Anna folded her arms. “You won’t be able to prove anything. There’s no evidence, no reason for anyone to tell you anything—”
“You mean, no reason for Jason Morgan to tell me anything,” Robert finished. “He might have to get these charges dropped against Elizabeth. I’m willing to bet that I can convince him to cooperate. It’s the right thing to do. He gave up two years of his life to find that name, after all.”
Anna shook her head. “It won’t happen.”
“Well, maybe my special prosecutor has some thoughts.” He pressed a button on his desk. “Judy, can you send in Ms. Campbell?”
“Ms. Campbell—” Anna turned, looked at the doorway. “You work for the U.S. Attorney—”
“Oh—” Gia leaned against the door frame. “I’ve decided to return to my roots. To the place where I fell in love with the law. And reunite with some old friends since I was helped exonerate her.” Her lips curved into a smile. “And Commissioner Devane, I’m particularly looking forward to getting to know you.”
Webber House: Living Room
“Maybe we should have gone with them,” Elizabeth said, pacing in front of the windows, peering through them to the street, hoping to see Jake’s car pulling up. She looked back at Jason, sitting on the sofa, reviewing some paperwork from the warehouse. “I’m such a hypocrite. Yesterday, I was on board with letting him figure it out for himself—”

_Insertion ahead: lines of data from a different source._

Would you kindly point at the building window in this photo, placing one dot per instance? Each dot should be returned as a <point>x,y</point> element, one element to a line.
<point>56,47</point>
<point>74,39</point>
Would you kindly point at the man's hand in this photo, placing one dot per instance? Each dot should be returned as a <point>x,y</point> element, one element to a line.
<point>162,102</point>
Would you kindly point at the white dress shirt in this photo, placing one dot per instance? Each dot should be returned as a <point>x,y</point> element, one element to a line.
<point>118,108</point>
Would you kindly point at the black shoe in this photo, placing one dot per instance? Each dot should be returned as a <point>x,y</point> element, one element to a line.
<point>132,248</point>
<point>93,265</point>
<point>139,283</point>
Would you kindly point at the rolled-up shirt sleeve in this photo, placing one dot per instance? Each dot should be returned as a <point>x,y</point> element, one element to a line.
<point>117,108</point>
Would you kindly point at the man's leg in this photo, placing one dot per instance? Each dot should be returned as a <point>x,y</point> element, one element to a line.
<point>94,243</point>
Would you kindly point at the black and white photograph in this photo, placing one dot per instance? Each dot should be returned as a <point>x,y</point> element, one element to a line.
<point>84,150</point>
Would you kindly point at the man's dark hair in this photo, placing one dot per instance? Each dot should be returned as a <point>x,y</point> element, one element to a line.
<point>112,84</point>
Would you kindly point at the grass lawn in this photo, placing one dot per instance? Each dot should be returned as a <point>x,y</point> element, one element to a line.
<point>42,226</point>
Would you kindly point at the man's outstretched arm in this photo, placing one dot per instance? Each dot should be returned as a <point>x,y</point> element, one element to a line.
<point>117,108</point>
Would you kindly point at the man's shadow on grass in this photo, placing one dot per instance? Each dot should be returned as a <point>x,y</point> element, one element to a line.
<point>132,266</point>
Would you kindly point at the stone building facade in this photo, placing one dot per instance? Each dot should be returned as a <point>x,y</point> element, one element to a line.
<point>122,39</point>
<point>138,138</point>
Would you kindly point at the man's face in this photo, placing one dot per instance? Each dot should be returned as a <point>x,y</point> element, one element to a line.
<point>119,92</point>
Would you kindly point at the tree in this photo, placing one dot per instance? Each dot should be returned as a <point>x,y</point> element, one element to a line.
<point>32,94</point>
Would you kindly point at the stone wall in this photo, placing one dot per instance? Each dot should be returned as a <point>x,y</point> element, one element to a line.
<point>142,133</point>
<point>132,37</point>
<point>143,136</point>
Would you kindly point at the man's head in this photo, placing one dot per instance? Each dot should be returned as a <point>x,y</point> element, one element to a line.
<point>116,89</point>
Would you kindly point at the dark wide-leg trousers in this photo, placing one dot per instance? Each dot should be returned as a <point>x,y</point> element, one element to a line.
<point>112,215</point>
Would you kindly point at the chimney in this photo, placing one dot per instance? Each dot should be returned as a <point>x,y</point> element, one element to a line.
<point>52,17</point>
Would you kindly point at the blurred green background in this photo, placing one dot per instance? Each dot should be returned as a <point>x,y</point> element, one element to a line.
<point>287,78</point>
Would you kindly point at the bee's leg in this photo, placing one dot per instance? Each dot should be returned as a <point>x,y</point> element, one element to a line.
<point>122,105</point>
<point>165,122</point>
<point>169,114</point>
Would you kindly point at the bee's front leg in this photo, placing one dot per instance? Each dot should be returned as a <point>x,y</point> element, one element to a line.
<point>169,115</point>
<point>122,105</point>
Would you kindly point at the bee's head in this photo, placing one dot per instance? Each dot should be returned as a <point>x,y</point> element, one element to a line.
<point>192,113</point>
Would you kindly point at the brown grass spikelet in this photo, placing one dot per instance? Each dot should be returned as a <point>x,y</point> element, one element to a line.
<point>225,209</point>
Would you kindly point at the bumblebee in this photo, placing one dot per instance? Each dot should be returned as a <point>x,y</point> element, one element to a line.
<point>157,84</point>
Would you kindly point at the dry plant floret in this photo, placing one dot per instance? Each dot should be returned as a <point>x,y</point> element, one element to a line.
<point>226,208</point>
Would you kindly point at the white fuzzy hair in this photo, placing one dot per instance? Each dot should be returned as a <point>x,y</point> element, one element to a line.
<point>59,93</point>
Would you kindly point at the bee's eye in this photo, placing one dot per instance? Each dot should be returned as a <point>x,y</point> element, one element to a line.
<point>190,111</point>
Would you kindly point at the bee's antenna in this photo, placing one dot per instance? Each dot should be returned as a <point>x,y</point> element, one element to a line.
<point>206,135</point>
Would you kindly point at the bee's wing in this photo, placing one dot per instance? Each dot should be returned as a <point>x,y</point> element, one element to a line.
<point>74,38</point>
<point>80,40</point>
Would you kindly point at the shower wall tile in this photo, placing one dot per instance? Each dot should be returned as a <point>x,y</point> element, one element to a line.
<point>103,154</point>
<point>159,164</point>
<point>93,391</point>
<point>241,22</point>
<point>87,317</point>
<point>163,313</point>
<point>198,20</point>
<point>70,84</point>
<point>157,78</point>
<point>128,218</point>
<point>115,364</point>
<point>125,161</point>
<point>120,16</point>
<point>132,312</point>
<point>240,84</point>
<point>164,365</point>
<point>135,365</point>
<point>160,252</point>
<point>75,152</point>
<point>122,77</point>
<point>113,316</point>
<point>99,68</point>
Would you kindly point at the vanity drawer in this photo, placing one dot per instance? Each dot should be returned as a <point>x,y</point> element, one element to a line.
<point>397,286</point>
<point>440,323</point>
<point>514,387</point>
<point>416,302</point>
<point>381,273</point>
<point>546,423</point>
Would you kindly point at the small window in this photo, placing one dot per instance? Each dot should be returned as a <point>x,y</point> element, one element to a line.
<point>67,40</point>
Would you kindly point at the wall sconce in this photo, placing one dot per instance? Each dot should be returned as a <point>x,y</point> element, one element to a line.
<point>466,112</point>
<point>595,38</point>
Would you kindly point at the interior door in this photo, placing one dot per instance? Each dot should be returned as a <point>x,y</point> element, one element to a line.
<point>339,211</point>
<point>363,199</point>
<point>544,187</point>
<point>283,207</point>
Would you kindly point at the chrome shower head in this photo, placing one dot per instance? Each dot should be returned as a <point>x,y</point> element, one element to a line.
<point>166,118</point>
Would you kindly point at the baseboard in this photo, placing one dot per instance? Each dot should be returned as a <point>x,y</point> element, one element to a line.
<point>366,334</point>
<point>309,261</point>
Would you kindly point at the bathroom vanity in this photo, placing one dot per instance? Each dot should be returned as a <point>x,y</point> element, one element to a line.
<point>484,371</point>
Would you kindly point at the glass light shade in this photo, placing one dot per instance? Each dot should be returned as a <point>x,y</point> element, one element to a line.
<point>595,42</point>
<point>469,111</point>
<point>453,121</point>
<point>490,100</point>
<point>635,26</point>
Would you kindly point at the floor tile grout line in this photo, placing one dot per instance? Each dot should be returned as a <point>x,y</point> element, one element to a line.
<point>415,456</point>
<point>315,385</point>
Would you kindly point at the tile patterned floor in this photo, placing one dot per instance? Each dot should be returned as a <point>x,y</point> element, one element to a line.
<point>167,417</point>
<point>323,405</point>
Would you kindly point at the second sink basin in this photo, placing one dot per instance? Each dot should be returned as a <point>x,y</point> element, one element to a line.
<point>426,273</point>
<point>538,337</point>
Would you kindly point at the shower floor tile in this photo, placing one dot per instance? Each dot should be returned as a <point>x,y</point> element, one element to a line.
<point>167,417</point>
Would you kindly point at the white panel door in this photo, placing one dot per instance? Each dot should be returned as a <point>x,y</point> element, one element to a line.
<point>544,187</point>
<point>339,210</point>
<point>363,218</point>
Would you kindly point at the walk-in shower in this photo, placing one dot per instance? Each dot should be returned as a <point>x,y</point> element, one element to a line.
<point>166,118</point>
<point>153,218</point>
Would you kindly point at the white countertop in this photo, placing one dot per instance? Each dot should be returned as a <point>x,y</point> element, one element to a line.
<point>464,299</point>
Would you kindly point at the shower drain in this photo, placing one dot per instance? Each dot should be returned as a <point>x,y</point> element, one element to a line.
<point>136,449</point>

Jason got to his feet, crossed to her, and took her hands. “It’s hard to sit back and do nothing. Diane told me to let the system work for you, and I wasn’t allowed to punch anyone for answers. That was good advice.”
“Annoying advice,” Elizabeth muttered, but forced herself to smile. “It’s just—going home for the first time—” At the sound of a car, she whirled back to the windows, then made a face. “It’s not them. It’s—” She straightened. “It’s Alexis.”
Jason grimaced. “If she’s here about Kristina—”
“What would she even ask us?” Elizabeth wanted to know. “I’m sure the Feds are already trying to figure out how to throw more charges at her about what she did to me. Or pressuring her to turn on her father.” She bit her lip. “You don’t think that she’s going to do that, do you?”
“I don’t think she knows anything that would matter, but—” Jason pulled open the door at Alexis’s knock. “You should be talking to Diane.”
“I come in peace.” Alexis put up her hands. “It’s not—It’s not about any of that. It’s about Danny.”
Jason relaxed, but only slightly, stepping back enough to allow Alexis entry into the house. “He’s not here. He went with Jake to the penthouse.”
“The penthouse? Oh. That—I haven’t gone there yet. I don’t—” Alexis closed her eyes, took a deep bracing, breath. “There’s nothing I can say to either of you that encompasses how I feel. I could tell you that I’m sorry, that I feel responsible for all of it, and I do. But it wouldn’t be enough. It won’t ever be enough.”
“There’s nothing any of us can do to change the past,” Elizabeth said. “And yours isn’t the apology we want.”
“I don’t want or need an apology. It wouldn’t change anything,” Jason said, and Alexis nodded.
“Of course. And I told you I’m not here about Kristina. I’ve withdrawn from her case. I need to focus on my grandchildren. And what’s best for them. I wanted to talk to you about Danny. And Scout.”